Our office doesn't get many PDRs, in fact this is the first in the two years I've been here. Does anyone out there have a particular "form letter" they use when replying via letter? Any assistance would be appreciated.
While Rule 68.9 is not very specific about the form or content of the "Reply", I think I would hesitate to utilize just a letter (though I have used that method under Rule 68.10). If the PDR merits any reply, I think a short brief is likely called for.
Do you just want the letter that says you are not replying and agree with the COA? I can send you one on Monday, but it really just says "The State agrees with the opinion of the court of appeals and will not be filing a reply." Speeds up the process by thirty days.
So, I am resurrecting a rather old post.
Here's the question.
I've only had 1 PDR in the few years I've been doing this...that one was pro se.
I got one last Friday from an attorney.
I think the CoA got the opinion right. I have no intention of replying to appellant's rehashed arguments.
However, if I don't reply now, have I waived a reply if the CCA decides to grant the PDR?
No. If the PDR is granted, then each side files a brief. If you are worried, your letter could be something like: The State agrees with the opinion and judgment of the court of appeals and will not file a response to Appellant's PDR. If the Court grants review, the State will file a reply brief in response to Appellant's Brief on Discretionary Review."
Fact is, filing the waiver letter speeds up the process by 30 days, but I have almost never done it in 14 years.
I thought that's how it works, but the postcard the CoA sends is rather vague.
Until this year, like John, we rarely filed responses to PDRS. Now, when the 2nd COA sends a letter advising a PDR has been filed and the date our response is due, it adds: "Please let us know if you do not intend to file a reply." So, if we are not formally responding to the PDR, we send a brief letter as soon as possible.

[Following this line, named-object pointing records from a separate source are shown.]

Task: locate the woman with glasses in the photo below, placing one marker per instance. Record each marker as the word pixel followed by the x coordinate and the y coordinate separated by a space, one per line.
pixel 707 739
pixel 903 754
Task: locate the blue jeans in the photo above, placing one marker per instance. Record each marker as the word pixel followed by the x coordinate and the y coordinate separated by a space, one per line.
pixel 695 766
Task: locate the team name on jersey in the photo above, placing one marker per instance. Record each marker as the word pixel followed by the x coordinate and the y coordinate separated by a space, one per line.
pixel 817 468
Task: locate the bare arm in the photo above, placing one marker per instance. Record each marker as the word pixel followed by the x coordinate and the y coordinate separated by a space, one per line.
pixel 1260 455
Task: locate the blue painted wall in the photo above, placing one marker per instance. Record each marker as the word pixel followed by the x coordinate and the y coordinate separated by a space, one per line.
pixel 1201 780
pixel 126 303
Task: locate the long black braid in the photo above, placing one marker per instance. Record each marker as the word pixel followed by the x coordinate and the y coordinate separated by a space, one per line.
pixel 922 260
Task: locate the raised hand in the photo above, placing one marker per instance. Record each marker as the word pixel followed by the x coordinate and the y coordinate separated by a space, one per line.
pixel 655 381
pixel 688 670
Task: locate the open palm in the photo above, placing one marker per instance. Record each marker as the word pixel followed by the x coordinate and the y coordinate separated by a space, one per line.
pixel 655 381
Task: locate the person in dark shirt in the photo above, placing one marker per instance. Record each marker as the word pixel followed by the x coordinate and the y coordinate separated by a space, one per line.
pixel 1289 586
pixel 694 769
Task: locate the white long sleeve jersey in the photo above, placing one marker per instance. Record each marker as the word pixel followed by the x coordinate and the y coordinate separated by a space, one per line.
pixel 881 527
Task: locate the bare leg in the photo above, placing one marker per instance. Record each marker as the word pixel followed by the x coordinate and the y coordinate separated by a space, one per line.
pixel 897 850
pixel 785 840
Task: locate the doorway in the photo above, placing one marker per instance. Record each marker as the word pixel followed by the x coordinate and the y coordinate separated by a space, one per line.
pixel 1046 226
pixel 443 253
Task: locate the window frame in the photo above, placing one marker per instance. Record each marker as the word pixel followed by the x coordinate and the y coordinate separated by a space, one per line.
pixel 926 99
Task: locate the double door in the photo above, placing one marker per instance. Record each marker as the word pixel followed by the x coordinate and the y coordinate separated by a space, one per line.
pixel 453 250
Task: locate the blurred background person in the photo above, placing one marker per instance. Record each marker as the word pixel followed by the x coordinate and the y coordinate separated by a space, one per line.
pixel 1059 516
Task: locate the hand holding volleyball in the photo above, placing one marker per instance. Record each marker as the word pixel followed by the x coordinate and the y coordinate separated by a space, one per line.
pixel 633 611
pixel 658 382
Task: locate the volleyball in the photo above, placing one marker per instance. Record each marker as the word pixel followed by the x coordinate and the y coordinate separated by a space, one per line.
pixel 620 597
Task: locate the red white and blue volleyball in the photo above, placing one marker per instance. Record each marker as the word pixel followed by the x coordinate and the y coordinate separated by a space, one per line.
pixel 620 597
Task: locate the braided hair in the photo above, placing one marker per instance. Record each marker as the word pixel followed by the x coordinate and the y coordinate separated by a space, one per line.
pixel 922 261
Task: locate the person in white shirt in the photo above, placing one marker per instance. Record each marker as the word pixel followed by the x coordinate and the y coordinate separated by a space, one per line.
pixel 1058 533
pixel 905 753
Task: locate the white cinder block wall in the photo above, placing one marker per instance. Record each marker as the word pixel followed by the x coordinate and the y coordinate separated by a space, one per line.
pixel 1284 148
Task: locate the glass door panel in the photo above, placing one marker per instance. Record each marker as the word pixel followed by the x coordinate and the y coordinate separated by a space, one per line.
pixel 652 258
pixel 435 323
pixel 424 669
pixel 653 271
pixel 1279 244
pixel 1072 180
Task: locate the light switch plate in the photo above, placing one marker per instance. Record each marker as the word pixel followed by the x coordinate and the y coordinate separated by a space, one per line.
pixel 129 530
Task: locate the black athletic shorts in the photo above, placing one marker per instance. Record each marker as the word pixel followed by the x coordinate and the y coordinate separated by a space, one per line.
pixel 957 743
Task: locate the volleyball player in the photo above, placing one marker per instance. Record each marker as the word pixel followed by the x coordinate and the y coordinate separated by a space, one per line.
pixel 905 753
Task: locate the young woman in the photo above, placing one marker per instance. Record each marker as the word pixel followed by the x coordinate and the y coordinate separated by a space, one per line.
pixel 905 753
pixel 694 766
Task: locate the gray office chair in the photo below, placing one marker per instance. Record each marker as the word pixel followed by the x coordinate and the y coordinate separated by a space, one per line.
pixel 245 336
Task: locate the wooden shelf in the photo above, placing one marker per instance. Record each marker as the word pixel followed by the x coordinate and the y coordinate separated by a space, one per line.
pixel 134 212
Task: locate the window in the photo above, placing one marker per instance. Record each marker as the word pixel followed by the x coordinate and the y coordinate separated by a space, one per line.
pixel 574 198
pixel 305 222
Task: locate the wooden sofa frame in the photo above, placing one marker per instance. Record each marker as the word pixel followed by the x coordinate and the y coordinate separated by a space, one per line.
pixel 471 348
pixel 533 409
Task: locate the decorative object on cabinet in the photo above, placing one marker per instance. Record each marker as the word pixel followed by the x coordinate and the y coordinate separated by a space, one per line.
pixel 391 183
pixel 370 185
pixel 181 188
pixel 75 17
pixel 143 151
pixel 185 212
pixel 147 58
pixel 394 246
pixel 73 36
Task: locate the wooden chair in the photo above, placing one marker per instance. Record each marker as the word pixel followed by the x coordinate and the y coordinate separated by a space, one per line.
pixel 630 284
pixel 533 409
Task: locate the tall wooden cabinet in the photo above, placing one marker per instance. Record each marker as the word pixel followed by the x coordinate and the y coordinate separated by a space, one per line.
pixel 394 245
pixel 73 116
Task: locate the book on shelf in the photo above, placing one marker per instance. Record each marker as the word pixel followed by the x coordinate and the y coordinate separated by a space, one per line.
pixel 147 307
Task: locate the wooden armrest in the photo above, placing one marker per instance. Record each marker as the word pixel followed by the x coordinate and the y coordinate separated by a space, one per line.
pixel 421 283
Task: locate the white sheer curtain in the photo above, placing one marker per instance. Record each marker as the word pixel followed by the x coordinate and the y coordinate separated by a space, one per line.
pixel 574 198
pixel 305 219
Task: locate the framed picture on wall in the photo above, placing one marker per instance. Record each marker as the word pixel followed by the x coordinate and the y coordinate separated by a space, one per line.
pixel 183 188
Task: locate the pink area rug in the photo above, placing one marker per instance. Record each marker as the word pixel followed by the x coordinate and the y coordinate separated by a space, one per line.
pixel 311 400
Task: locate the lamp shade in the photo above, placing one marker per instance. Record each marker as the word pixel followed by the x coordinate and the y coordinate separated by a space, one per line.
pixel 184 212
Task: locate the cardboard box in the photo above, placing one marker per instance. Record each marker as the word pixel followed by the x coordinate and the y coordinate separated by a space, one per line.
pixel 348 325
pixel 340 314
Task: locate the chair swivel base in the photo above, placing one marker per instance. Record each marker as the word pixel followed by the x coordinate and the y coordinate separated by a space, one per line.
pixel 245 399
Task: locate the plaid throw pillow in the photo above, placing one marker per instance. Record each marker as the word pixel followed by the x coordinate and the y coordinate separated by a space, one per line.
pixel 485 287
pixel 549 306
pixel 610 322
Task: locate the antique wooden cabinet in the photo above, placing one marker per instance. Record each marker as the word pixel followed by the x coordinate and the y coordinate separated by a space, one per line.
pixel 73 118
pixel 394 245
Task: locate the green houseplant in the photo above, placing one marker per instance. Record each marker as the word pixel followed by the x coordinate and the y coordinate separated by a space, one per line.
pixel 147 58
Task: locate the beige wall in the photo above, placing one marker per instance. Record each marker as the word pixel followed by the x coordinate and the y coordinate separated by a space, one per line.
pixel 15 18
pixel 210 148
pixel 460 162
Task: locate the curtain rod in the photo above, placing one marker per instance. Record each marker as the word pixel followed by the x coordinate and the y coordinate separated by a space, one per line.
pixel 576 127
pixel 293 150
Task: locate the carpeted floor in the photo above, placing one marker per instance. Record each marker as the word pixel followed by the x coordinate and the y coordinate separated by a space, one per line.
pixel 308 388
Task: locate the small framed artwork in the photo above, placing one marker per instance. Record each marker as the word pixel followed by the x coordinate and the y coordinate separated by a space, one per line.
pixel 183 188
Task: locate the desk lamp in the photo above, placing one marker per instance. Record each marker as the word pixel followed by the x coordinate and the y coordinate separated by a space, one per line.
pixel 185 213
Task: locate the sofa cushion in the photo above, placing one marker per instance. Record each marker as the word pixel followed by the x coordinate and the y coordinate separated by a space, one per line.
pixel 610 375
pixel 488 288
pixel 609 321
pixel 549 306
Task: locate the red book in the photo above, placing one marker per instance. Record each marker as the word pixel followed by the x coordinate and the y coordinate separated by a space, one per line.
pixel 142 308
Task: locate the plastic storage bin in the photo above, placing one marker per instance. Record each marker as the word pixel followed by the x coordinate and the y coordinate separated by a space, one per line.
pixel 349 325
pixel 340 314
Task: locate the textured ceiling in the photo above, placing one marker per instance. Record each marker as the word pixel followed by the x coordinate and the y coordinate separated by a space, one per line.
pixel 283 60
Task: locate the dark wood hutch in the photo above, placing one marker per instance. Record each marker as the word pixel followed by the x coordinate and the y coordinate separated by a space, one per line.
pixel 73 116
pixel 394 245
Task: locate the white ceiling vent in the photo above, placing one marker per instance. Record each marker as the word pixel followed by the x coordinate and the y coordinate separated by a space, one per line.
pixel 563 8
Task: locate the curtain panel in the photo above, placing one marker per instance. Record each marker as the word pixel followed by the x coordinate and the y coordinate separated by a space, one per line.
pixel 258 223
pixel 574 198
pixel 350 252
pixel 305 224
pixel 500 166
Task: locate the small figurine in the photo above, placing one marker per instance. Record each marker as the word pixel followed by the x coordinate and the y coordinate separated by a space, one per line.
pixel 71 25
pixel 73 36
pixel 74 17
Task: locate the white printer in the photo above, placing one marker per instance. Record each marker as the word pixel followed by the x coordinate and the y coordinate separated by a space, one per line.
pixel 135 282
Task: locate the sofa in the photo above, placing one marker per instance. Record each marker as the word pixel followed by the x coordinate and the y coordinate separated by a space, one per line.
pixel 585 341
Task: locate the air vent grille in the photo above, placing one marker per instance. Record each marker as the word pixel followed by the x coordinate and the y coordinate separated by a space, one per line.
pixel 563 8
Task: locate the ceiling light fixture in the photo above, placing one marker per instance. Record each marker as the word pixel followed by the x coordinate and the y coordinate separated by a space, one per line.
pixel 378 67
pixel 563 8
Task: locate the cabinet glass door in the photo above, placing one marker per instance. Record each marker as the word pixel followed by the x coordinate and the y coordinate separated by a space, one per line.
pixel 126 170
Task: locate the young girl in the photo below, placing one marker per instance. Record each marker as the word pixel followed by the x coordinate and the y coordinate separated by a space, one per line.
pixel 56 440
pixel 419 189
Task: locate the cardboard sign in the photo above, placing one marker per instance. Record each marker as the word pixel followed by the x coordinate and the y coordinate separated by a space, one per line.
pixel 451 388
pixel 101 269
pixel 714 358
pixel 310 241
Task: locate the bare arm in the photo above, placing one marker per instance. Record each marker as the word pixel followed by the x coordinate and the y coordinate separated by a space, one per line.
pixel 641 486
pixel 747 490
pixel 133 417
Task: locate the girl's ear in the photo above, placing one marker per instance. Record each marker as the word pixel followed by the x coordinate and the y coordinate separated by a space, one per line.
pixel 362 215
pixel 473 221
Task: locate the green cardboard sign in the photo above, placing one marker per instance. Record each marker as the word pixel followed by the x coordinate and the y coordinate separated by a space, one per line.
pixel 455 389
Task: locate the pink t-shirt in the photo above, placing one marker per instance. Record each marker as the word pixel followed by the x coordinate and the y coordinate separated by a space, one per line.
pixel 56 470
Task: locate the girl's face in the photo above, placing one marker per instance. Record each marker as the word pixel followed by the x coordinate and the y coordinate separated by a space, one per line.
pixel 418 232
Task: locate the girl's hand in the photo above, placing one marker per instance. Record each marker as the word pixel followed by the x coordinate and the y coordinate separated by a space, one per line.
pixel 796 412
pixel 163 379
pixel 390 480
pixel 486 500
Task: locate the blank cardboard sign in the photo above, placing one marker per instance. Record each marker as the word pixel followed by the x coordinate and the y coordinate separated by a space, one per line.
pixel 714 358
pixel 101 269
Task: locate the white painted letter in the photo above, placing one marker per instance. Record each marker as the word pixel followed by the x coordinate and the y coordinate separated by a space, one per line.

Are there other COAs doing this?
The main thing to watch out for is the 10-day deadline for a cross-petition. TRAP 68.2(b). If there is any part of a point of error that you think you wrongly lost on in the court of appeals (for example, if they said there was harmless error but you don't think there was even error) you need to do a cross petition.
I almost always file a two page letter response trying to show why the PDR should not be granted. I can only think of five times in 17 1/2 years when I needed to file a longer formal response.
The PDRs I see almost never show legal mistakes by the coa. It costs nothing more than 20 or 30 minutes to make a short argument why the case is unworthy of discretionary review.
Does filing a letter stating there will be no reply still serve to speed up the process? Now that the reply is filed with the Clerk of the Court of Appeals and the fact that the Clerk can take up to 60 days from the date the petition was filed to send it to Austin (without regard to whether any reply is filed) it appears there is no need or reason to file a "no reply" advisory, except maybe in the 2nd COA.
Unknown. This thread is really crusty. The last I heard anyone from CCA talk about it was 10 years ago.